To build a Docker image, you need to create a Dockerfile. A Dockerfile is a file that contains instructions on how to build the Docker image. By default, the file is named Dockerfile and this naming is used in the instructions below. To learn more about Docker, see https://docs.docker.com/get-started/.
Prerequisites
In addition to a Dockerfile, the following files are required to build the Docker image:
- <service_name>.war - a deployable archive of the desired web application, e.g., webapp.war, collaborator.war, or admin.war.
- <install_root>/WebAppPlatform/shared/conf/logback.xml - the logging configuration file. To learn how to configure data logging, see Configuring data logging.
- <install_root>/WebAppPlatform/shared/conf/webappplatform.properties - the file with Web Application Platform configuration properties.
- You may also need additional files, like email or document export templates that need to be copied to the web container.
Note that running multiple Docker images without resource limitation can consume too much of the host machine’s memory and cause "out of memory" kills. For more information on how to set resource constraints for a Docker container, refer to https://docs.docker.com/config/containers/resource_constraints/.

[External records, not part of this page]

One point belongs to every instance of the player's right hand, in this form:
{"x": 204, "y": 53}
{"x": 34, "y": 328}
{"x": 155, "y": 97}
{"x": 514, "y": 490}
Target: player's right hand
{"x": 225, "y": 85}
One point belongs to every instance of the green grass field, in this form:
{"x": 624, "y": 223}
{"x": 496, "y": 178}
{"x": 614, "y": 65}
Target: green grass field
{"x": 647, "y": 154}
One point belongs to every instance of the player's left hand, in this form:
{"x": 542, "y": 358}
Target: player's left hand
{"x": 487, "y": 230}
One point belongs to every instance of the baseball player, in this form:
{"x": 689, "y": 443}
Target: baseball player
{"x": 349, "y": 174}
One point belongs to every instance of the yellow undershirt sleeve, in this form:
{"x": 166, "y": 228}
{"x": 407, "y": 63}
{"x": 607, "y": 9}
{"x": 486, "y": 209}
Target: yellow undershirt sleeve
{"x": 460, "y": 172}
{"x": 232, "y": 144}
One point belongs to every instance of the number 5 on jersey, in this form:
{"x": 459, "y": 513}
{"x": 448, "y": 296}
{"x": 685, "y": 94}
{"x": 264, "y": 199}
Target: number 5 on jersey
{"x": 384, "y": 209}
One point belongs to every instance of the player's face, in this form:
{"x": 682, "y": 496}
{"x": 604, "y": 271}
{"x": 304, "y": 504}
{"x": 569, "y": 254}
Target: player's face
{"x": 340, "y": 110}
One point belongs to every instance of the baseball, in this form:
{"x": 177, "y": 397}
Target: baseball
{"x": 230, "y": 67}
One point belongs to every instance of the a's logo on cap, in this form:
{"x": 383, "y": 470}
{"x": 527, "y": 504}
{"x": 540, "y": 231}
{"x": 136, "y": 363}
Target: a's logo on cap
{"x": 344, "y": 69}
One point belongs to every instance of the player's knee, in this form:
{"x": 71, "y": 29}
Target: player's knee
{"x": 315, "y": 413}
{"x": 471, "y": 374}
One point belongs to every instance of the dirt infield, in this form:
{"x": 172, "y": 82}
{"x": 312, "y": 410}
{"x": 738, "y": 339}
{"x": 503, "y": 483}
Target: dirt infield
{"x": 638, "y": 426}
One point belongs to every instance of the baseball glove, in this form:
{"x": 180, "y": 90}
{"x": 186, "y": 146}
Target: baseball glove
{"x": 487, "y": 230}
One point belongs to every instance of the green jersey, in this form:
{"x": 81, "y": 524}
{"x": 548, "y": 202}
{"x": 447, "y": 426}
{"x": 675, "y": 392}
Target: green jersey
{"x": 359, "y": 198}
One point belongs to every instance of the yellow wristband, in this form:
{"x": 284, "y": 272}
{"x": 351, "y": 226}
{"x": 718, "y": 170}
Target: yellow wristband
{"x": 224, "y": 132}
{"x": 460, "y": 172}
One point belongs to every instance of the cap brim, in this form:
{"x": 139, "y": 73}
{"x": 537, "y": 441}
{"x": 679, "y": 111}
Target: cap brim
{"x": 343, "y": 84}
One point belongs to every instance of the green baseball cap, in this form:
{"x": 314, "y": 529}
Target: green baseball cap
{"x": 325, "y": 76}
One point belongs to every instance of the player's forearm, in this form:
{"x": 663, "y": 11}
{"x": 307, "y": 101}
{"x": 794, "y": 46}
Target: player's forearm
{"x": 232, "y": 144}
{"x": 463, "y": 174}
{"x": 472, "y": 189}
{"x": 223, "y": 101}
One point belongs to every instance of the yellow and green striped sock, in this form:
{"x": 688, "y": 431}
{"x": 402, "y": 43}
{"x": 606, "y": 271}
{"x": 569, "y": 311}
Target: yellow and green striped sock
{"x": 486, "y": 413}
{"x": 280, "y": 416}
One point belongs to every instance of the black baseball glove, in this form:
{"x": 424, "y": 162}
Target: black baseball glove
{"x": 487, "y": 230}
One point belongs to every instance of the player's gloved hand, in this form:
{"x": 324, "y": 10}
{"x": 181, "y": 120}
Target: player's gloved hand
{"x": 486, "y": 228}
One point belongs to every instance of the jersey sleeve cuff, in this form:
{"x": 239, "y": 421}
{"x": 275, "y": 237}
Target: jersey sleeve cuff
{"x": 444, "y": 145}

Here is a sample Dockerfile that can be used to build the Docker image:
FROM tomcat:10.1.8-jre17-temurin-jammy ARG TOMCAT_DIR=/usr/local/tomcat ARG SET_ENV_FILE=/usr/local/tomcat/bin/setenv.sh ARG USER_UID=5000 ARG USER_GID=${USER_UID} COPY logback.xml ${TOMCAT_DIR}/shared/conf/ COPY webappplatform.properties ${TOMCAT_DIR}/shared/conf/ COPY <service_name>.war ${TOMCAT_DIR}/webapps/ RUN sed -i "s|shared\.loader=*$|shared\.loader=\"\${catalina.base}/shared/conf\"|" ${TOMCAT_DIR}/conf/catalina.properties && \ echo 'export JAVA_OPTS="$JAVA_OPTS ${WEBAPP_PROPERTIES}"' >> ${SET_ENV_FILE} && \ chmod o+x ${SET_ENV_FILE} && \ groupadd --gid ${USER_GID} tomcat && \ useradd -r --uid ${USER_UID} --gid ${USER_GID} -s /sbin/nologin -d ${TOMCAT_DIR} -c "Tomcat user" tomcat && \ chown -R tomcat:tomcat ${TOMCAT_DIR} && \ chown -R root:root ${TOMCAT_DIR}/bin/*.sh && \ rm -rf webapps.dist USER tomcat EXPOSE 8080 CMD ["catalina.sh", "run"]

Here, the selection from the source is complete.